Некоторые сотрудники утверждают, что секрет обаяния начальника кроется лишь в его выправке и громовом басе. Верно, конечно, когда начальник разговаривает у проходной, его бас слышен у жилых корпусов, а если поднимет голос, то и на всей территории колонии. Когда он хохочет, кажется, будто по стальному швеллеру катятся двухпудовые гири. За свой могучий голос Озолниек заслужил кличку Бас. Но произносят эту кличку даже с большим уважением, нежели иное официально присвоенное почетное звание.

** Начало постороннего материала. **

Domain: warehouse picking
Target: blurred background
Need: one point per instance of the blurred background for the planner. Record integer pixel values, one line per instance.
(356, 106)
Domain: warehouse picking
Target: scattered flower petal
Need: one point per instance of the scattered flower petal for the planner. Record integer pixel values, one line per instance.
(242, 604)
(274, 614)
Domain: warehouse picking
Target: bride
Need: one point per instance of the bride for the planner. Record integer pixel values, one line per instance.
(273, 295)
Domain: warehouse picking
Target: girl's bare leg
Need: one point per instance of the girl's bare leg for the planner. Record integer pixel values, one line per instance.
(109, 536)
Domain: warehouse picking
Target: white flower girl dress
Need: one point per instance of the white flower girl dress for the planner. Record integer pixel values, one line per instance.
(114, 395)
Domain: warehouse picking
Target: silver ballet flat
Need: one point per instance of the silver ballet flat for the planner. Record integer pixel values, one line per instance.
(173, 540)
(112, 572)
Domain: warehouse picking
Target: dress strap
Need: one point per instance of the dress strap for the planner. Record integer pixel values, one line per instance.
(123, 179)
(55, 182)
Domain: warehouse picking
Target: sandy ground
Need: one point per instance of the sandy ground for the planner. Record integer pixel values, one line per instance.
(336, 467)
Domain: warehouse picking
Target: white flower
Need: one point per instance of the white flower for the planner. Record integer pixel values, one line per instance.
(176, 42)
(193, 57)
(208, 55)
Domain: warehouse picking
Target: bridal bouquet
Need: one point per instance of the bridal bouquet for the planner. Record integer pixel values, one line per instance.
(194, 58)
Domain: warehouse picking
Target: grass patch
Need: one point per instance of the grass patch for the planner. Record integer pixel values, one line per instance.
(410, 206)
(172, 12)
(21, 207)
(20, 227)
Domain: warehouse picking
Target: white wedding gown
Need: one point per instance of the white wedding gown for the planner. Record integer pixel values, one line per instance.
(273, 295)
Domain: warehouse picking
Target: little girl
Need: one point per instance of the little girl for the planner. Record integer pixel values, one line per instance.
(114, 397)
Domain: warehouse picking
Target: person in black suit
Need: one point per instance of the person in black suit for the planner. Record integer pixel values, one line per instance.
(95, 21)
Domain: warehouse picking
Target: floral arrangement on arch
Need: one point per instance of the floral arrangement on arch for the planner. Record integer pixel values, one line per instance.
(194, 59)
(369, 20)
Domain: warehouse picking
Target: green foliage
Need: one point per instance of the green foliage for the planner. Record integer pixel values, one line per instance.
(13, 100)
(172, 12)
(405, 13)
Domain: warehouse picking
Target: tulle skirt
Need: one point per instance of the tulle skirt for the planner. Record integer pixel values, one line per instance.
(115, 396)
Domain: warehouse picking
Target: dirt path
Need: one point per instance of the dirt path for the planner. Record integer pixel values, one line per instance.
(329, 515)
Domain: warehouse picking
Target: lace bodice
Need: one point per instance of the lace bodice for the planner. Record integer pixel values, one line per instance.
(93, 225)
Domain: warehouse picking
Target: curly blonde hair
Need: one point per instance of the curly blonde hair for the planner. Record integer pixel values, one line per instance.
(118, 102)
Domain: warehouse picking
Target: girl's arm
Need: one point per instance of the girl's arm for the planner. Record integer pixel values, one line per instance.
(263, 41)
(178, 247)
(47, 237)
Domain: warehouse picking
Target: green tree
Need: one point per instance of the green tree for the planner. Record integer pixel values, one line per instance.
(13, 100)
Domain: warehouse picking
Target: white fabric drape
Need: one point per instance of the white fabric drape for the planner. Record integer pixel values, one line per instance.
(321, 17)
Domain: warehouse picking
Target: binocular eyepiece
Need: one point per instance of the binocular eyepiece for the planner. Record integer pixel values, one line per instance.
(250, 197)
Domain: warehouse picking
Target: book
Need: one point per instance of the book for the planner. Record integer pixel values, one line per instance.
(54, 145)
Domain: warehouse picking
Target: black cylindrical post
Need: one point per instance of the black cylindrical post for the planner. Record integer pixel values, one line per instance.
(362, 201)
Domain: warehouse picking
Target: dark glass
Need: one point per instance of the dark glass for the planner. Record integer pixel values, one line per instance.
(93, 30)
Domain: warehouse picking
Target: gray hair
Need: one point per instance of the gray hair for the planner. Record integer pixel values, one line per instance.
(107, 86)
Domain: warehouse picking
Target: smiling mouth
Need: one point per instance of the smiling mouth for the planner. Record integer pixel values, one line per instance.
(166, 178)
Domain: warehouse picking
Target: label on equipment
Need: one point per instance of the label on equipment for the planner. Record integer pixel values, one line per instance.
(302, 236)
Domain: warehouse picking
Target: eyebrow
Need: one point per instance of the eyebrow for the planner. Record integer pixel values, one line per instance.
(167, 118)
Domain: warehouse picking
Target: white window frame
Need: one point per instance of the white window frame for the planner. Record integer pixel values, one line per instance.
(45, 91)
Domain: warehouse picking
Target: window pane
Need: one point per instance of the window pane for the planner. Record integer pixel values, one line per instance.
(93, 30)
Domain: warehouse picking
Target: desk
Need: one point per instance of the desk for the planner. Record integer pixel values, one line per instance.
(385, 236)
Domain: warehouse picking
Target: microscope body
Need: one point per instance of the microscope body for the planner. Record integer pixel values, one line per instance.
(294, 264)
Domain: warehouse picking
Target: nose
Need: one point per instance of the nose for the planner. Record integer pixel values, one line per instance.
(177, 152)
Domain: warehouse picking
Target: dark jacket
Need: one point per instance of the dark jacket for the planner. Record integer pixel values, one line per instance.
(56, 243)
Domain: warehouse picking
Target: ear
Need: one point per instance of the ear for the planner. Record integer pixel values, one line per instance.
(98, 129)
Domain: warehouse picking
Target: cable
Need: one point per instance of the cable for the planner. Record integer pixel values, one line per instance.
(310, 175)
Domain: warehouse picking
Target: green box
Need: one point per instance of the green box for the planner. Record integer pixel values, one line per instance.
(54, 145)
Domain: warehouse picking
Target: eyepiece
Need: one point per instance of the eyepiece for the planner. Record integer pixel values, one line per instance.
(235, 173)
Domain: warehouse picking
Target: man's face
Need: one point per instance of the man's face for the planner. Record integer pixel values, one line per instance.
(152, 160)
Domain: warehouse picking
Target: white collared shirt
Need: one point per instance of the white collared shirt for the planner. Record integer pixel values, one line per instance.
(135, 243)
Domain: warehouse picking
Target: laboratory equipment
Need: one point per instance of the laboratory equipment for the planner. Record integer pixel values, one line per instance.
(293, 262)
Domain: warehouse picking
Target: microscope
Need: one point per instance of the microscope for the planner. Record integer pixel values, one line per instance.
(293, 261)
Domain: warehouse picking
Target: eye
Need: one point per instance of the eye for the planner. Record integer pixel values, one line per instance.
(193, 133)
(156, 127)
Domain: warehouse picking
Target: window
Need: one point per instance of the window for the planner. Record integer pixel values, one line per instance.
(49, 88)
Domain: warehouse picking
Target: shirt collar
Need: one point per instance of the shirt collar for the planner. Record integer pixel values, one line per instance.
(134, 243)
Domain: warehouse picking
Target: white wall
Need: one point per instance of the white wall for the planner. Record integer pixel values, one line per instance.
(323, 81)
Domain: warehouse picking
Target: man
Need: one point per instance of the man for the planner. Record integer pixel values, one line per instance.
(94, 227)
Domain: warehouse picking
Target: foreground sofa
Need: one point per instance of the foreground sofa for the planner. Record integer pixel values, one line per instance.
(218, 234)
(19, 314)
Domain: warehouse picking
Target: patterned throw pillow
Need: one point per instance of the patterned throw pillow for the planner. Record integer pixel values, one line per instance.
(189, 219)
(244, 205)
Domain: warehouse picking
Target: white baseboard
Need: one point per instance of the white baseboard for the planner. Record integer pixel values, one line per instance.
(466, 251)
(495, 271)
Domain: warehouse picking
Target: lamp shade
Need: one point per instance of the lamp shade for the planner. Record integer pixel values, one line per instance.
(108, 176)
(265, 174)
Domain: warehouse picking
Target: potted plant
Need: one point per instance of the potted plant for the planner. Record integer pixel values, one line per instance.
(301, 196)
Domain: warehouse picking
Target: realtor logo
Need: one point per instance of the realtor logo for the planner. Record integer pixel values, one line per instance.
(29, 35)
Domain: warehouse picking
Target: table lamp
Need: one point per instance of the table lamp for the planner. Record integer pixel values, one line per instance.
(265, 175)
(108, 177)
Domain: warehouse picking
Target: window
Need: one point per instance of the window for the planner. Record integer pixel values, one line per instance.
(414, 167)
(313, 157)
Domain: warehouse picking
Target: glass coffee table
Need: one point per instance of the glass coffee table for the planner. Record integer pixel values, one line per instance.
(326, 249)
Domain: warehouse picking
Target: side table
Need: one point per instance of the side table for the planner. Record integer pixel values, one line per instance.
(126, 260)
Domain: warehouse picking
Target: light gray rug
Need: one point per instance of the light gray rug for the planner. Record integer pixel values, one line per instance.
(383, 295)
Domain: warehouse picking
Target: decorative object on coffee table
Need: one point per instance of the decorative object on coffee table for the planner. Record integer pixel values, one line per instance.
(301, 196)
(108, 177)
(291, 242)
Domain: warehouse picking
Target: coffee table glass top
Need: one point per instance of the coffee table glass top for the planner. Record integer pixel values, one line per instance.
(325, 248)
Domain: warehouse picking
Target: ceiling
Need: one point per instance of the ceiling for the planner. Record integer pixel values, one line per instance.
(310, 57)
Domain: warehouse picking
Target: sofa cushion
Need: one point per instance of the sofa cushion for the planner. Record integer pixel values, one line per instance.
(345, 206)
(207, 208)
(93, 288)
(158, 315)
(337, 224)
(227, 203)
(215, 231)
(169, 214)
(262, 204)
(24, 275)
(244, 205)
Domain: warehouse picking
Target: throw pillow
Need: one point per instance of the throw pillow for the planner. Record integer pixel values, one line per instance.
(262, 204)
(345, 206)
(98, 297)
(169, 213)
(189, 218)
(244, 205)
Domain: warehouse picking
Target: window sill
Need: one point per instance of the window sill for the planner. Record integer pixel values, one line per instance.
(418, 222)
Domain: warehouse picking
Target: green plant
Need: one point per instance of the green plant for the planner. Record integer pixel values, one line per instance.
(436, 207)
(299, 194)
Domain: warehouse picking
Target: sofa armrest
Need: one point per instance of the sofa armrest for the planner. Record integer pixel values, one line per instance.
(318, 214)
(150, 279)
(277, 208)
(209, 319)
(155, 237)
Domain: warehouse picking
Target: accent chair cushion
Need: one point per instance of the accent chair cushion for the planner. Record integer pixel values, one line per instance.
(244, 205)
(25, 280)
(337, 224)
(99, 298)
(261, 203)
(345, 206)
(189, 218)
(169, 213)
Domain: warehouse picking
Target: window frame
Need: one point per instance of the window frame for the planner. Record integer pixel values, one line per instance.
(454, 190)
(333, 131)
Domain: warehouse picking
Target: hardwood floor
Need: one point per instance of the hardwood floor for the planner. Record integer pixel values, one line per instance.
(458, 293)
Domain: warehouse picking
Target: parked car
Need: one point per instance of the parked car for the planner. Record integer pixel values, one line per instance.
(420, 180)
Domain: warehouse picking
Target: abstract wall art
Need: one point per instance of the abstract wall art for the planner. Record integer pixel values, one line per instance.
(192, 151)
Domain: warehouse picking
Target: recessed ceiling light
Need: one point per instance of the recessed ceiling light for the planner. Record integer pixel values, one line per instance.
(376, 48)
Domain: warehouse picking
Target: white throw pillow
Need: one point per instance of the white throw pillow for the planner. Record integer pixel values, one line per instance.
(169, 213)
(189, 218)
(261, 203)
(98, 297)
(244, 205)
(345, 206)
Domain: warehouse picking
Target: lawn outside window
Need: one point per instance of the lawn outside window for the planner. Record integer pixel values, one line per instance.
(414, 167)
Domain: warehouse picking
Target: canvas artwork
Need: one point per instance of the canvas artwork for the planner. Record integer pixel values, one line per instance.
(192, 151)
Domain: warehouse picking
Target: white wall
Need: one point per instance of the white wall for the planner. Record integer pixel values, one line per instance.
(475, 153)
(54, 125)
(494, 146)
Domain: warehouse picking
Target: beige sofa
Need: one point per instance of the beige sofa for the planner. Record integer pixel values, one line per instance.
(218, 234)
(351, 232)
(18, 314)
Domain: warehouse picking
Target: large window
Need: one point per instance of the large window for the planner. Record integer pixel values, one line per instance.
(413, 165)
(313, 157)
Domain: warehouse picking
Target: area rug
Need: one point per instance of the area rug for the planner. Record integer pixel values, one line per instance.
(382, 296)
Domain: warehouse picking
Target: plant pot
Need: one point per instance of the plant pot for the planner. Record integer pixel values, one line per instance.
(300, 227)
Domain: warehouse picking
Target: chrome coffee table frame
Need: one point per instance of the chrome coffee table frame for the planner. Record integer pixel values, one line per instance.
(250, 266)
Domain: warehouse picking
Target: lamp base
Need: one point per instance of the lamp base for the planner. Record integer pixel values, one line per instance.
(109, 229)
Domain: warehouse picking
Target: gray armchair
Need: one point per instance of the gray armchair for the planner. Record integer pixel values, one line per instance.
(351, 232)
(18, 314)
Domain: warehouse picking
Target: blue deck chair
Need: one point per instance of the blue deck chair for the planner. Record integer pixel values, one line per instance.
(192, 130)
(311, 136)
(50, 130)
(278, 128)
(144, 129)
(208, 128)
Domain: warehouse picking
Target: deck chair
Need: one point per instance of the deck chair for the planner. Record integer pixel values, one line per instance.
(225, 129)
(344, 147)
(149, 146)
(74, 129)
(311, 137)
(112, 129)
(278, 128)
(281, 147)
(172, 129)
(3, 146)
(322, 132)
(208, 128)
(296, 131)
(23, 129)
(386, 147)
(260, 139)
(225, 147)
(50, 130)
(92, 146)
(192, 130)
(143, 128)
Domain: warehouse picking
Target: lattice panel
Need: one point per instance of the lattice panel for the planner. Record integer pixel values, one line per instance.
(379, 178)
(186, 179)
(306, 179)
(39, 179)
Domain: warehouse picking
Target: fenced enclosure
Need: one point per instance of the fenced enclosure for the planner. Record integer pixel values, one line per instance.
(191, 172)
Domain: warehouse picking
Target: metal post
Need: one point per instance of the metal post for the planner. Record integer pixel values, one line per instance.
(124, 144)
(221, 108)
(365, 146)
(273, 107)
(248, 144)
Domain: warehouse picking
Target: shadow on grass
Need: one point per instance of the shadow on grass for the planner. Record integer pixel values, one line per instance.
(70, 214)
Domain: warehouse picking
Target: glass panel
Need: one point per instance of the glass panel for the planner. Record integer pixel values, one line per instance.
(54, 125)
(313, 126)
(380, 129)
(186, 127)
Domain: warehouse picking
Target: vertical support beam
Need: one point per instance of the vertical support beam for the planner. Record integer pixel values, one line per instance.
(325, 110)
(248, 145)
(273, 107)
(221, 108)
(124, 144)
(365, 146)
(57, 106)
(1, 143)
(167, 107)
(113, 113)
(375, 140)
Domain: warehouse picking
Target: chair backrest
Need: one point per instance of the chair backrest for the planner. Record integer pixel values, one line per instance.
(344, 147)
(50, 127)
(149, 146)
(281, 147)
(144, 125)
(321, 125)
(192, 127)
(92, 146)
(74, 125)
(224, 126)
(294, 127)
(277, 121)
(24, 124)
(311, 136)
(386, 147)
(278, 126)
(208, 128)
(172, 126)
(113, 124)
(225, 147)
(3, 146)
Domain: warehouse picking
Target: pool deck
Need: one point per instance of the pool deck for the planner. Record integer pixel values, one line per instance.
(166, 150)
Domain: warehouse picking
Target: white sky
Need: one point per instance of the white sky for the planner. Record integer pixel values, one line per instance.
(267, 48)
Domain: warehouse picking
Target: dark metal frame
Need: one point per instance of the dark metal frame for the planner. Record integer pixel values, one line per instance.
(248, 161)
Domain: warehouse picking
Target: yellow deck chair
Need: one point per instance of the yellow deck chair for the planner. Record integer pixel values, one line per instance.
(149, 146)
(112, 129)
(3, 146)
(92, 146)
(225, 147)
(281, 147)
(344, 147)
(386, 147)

Киршкалну приходит на память, как его однажды кто-то спросил: «Каким образом ему все так ловко удается?» — «Личность, друг мой, личность. К тому же Баса сам черт подзуживает», — ответил Киршкалн.
«Но в значительной мере это еще и поза», — возразили ему. «Что же тут плохого? Он умеет стать в позу. Попробуй-ка ты, представляю, как это будет смешно!» — «Копнуть поглубже, наверно, и он тоже не без греха», — не унимался спорщик. Тогда Киршкалн поглядел на собеседника и сказал: «А ты? Кристально чистые люди существуют лишь в поздравительных речах и некрологах. Озолниек — прирожденный педагог; они, на мой взгляд, так же редки, как и выдающиеся музыканты или художники. Им отдельные недостатки нипочем, а вот мы свои должны прятать поглубже».
Педагогический талант в нем счастливо сочетался с привлекательной внешностью, неисчерпаемой энергией и веселой готовностью пойти на риск. Не зря же Киршкалн сказал: «Баса черт подзуживает».